“Garuda-Na” Terasing di Kampung Halaman Sendiri (tanggapan atas tulisan Aspiannor Masrie & P. Pice Jahali SH)
Seorang akademisi, peneliti, atau pengamat dalam melakukan analisis politik terhadap pasangan kandidat tertentu merupakan hal yang wajar. Makanya ketika Aspiannor Masrie memberikan pencerahan politik terhadap calon-calon pemilih menuju perhelatan Pilgub Sul-Sel 22 Januari 2013 nanti juga adalah hal yang wajar. Seorang akademisi boleh-boleh saja mencari “sintesa” dengan berbagai metode, interpretasi politik untuk menarik kesimpulan atas sebuah fakta politik yang terjadi di lapangan.
Bahkan memprediksi kemenangan dan strategi kampanye. Memang itulah tugas seorang akademisi atau seorang pengamat politik. Dan beberapa tulisan Aspiannor Masrie di salah satu harian lokal Makassar bagi saya, netral-netral saja.

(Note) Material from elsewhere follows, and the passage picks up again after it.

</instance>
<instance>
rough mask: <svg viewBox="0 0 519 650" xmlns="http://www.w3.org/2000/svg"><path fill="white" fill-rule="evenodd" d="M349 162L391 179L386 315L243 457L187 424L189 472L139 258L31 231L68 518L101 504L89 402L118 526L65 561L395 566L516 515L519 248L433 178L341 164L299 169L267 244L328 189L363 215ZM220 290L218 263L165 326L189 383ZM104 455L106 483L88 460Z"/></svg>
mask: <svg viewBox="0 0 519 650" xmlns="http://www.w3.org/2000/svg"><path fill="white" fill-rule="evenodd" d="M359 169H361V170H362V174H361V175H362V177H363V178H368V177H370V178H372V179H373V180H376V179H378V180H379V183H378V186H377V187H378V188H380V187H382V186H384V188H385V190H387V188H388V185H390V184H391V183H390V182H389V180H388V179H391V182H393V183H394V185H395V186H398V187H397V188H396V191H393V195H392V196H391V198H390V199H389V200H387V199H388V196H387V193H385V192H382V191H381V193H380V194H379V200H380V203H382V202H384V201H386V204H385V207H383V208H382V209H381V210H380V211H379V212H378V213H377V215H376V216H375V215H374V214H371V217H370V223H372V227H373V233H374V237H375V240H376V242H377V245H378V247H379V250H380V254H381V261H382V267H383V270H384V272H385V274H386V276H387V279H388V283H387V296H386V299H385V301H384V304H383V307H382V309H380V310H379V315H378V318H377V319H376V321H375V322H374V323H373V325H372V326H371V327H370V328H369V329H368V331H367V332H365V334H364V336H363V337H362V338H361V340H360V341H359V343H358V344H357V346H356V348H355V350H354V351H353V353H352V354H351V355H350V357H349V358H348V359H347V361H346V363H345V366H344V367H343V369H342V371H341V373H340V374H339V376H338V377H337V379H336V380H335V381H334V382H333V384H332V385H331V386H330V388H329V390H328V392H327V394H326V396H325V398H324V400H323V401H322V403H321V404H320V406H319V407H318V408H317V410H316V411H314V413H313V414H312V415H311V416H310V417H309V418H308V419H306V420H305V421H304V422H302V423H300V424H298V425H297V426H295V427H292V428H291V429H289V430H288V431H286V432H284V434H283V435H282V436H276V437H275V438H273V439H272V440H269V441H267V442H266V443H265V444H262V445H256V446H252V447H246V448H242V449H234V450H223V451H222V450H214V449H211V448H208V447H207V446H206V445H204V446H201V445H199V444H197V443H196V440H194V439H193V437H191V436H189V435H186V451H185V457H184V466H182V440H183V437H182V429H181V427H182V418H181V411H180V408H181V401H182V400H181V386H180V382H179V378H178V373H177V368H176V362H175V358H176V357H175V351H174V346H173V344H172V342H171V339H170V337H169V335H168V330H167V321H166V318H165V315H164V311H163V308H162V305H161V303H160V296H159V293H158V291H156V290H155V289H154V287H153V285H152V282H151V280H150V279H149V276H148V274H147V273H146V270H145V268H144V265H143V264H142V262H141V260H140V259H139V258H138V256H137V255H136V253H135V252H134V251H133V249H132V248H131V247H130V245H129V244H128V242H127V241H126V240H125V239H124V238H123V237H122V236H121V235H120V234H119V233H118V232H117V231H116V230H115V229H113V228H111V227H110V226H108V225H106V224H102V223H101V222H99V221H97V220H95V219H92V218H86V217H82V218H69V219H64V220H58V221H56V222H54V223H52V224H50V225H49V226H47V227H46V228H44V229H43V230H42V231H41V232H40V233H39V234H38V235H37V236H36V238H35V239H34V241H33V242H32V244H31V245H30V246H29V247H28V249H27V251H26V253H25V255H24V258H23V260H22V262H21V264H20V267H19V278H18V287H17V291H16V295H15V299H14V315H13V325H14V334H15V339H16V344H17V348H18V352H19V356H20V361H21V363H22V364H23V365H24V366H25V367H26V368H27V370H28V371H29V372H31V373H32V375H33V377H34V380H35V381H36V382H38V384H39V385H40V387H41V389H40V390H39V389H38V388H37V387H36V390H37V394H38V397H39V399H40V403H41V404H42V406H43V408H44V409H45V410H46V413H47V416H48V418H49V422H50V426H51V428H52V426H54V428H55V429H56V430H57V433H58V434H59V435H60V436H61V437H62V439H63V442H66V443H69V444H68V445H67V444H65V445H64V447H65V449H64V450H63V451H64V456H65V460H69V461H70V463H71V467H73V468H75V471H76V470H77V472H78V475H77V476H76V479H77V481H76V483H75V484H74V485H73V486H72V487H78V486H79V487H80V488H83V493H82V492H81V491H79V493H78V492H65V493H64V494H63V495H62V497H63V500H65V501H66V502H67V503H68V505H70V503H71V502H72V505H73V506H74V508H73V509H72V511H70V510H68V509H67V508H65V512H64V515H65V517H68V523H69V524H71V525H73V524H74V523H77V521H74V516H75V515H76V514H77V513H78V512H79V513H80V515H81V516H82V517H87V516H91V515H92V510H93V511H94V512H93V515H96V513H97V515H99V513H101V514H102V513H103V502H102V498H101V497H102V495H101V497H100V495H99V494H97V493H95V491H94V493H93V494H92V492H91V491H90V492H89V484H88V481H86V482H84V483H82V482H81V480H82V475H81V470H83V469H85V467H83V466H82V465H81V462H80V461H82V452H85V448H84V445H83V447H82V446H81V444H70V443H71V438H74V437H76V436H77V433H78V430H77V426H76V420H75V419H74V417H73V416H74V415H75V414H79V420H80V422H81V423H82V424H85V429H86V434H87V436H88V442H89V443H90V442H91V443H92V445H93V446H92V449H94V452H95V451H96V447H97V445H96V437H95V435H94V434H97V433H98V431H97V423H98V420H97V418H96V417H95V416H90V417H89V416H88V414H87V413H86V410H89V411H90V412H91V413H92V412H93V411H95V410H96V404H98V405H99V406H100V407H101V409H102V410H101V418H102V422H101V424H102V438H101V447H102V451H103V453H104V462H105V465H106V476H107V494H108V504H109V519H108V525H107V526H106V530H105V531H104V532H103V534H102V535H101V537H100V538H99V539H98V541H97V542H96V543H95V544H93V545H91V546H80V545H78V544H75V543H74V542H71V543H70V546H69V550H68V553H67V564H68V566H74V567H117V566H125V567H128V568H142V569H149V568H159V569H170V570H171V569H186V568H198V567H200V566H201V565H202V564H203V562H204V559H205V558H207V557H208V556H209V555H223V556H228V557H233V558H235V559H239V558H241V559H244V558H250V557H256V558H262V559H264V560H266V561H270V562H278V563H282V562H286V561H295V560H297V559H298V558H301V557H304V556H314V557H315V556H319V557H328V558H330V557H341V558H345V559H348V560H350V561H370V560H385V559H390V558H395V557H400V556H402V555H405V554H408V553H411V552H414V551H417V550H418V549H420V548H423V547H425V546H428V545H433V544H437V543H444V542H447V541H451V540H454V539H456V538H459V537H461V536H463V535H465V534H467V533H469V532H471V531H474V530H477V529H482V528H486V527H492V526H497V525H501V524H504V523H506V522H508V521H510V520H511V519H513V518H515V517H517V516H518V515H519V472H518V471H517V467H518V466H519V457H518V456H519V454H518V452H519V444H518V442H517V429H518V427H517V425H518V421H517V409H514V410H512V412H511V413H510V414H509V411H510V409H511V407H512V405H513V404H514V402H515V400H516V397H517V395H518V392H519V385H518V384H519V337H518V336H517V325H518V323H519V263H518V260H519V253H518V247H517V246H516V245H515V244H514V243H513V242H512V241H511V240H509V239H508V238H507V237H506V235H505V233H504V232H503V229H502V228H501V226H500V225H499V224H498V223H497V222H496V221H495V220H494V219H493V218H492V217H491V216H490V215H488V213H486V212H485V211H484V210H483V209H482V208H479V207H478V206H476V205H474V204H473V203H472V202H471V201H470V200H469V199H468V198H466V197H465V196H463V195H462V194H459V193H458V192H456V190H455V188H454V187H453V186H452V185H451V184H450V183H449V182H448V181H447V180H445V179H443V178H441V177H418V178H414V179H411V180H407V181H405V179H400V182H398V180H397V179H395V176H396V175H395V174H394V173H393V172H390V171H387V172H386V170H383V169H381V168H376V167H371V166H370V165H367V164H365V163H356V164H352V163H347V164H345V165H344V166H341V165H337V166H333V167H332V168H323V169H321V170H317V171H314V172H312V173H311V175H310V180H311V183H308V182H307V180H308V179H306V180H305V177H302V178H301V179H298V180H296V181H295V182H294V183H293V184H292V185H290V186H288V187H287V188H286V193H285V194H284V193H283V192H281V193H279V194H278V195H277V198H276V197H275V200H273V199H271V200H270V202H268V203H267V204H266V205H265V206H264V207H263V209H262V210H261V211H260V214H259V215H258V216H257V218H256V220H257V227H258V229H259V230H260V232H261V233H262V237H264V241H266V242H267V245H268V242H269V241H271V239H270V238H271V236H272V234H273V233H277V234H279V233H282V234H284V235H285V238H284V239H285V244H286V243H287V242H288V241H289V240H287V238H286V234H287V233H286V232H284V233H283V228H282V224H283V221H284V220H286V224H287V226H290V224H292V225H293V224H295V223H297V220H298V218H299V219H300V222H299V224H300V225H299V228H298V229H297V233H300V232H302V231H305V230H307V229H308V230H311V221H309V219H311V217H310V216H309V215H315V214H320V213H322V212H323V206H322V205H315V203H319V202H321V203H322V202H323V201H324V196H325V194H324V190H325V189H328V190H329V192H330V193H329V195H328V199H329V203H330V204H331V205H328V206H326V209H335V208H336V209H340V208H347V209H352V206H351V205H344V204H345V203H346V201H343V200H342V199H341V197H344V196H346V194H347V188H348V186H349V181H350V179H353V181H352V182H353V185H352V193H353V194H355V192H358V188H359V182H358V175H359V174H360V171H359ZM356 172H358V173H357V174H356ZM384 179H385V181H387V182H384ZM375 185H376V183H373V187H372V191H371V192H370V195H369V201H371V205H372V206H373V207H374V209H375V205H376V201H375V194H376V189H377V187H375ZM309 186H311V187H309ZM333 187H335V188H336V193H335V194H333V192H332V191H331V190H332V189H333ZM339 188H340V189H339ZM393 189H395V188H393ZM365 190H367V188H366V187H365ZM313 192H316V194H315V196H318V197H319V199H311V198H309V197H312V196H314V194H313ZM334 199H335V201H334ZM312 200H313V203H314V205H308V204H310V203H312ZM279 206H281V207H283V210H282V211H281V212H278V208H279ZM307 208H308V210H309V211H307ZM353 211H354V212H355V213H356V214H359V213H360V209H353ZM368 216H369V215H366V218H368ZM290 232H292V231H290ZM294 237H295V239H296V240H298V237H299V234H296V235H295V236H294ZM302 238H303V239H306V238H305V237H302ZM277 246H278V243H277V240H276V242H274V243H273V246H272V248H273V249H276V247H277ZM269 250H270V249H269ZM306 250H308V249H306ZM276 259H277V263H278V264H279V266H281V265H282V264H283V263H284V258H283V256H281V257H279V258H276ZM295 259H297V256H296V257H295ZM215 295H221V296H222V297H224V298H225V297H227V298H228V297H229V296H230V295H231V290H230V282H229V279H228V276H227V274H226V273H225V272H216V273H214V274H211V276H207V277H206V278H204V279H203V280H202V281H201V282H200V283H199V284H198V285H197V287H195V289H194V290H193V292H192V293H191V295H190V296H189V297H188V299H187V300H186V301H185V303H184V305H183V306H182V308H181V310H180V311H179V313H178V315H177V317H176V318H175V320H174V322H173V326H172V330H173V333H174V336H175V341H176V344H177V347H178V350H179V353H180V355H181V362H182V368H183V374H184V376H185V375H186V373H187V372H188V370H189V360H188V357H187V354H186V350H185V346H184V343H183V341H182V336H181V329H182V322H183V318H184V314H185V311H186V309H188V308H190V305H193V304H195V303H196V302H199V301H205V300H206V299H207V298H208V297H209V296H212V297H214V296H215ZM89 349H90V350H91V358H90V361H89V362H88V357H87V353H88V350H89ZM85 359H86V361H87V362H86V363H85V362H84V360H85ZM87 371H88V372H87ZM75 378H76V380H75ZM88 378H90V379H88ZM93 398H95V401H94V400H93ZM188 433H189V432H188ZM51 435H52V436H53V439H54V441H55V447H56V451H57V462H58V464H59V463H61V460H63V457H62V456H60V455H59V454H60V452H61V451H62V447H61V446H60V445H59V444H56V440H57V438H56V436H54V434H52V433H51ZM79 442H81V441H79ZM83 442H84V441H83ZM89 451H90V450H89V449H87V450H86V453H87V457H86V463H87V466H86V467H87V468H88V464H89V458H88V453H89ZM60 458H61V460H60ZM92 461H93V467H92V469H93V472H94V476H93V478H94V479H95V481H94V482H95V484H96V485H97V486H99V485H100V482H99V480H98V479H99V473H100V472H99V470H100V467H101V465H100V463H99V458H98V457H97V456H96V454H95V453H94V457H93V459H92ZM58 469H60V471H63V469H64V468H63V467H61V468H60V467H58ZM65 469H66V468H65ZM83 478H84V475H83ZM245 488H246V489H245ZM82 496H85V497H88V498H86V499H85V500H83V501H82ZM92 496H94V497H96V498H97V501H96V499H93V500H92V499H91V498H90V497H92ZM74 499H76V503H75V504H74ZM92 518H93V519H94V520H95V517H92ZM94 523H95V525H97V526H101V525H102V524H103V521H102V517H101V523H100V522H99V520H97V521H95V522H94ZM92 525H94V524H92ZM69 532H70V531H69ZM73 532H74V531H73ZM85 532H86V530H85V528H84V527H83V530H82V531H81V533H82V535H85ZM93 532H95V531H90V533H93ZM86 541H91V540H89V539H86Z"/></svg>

Malah bagi saya beliau telah berhasil menelanjangi rekam jejak ketiga kandidat Cagub sekarang. Agar calon-calon pemilih kelak kita tahu siapa yang lebih layak memimpin Sul-Sel ke depan.
Itulah sebuah pendidikan politik yang mestinya dimainkan oleh partai politik. Tapi malah diperankan oleh seorang akademisi. Kita semua tahu partai politik hingga hari ini gagal melakukan sistem kaderisasi dan pendidikan politik bagi konstituen maupun di luar konstituen mereka. Makanya, tugas Aspiannor Masrie menelanjangi rekam jejak semua kandidat (Sayang, IA, Garuda-Na) patut diapresiasi.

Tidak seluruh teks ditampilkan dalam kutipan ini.